I’ve never been one to Baywatch-run into the ocean and frolic in the waves, and I watch with envy those that do. I’m the one at the swimming pool who gets in inch by inch trying to gradually get used to the water. I sometimes hear the whisper, “Just do it. Jump in.” But I argue with myself, listing all the reasons I can’t do that. I don’t want to get my hair wet, it’s too cold, or I feel fat.
I’m getting tired of the inch by inch life that weighs me down until I cannot move. I’m disgusted by my lack of adventure and cautious moves. I’m ready, I think, to embrace a more fulfilling way of life. If others can do it, why can’t I? This hesitancy is a long-ago habit that started when my mother passed away. My four-year-old mind could not fathom the loss of my mother, but her death left an imprint on my body and soul.
That’s when I began my demure misgivings. Shyness and fear took hold of me like a creeping fog from the sea, enveloping my very spirit. I didn’t hear the whisper then; I only felt the grip of an uneasy foreboding. “Shrink back,” it beckoned. “Hold back,” and so I did. It’s much easier to shrink back than to push forward. It instantly felt like a safe place to be and I began to try it with every situation. My carefree childhood came to an abrupt halt and I became wary of life in general; my maturity at a standstill.

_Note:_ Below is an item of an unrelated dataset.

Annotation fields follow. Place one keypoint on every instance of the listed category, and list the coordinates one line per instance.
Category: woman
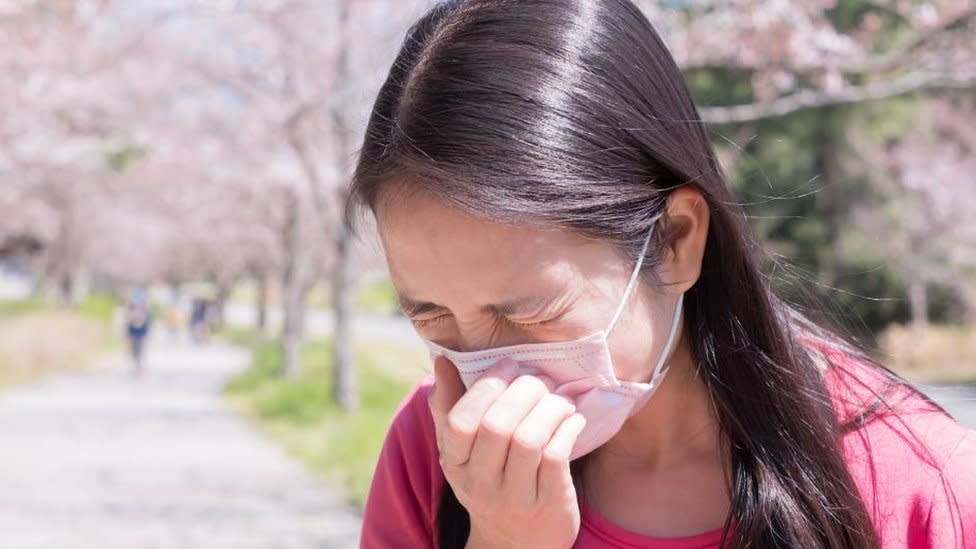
(523, 160)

This past summer I heard my grandchildren prodding me, “Jump in Nannie, it won’t be cold for long. Just do it!” I sat on the steps of the pool watching them splash and play, their joy out front for all to see. Where did their bravery come from? It never occurred to them to shrink back or limit their fun. I envied their unbridled joy.
As I began my slow descent inch by inch into the water, I was aware of their growing impatience with me. They stopped encouraging me and I felt the sting of disappointment from them and myself. On my deathbed will I say, “I’m so glad I didn’t get in the pool and play? I’m glad I shrunk back?” I know I will not feel that way. I fear my regret will be heavy and I will be deeply saddened that I missed their screams of delight and wet grip around my neck. I’ll ask myself why? And so, against my fearful judgment, I did jump.

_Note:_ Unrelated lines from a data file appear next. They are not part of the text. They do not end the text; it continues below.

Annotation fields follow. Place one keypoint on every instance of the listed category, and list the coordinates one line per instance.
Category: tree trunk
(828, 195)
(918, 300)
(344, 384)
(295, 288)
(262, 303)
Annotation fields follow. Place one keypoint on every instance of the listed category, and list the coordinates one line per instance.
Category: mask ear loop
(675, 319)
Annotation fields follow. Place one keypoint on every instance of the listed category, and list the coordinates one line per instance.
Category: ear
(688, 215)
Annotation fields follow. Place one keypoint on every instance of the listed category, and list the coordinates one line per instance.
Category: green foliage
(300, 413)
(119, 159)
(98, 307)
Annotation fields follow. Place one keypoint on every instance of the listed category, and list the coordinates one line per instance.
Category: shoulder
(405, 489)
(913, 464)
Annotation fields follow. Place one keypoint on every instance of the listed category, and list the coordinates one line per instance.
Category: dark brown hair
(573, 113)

I jumped for all the shrinkers who let the icy voice of fear stop them in mid-stride. I jumped to prove to myself that I could, and I jumped for that little four year old who lost her mother and was afraid of life.
Elizabeth Kubler-Ross, a psychiatrist who was a pioneer in near-death studies, knew this very fear and spoke these wise words, “Live, so you do not have to look back and say: God, how I have wasted my life.” Never again, I tell myself. Never again will I shrink back from life, although I know there is a big chance that I might, at least a little. I have made progress and perhaps that is all I can do. It’s a good start, and today I can let that be enough.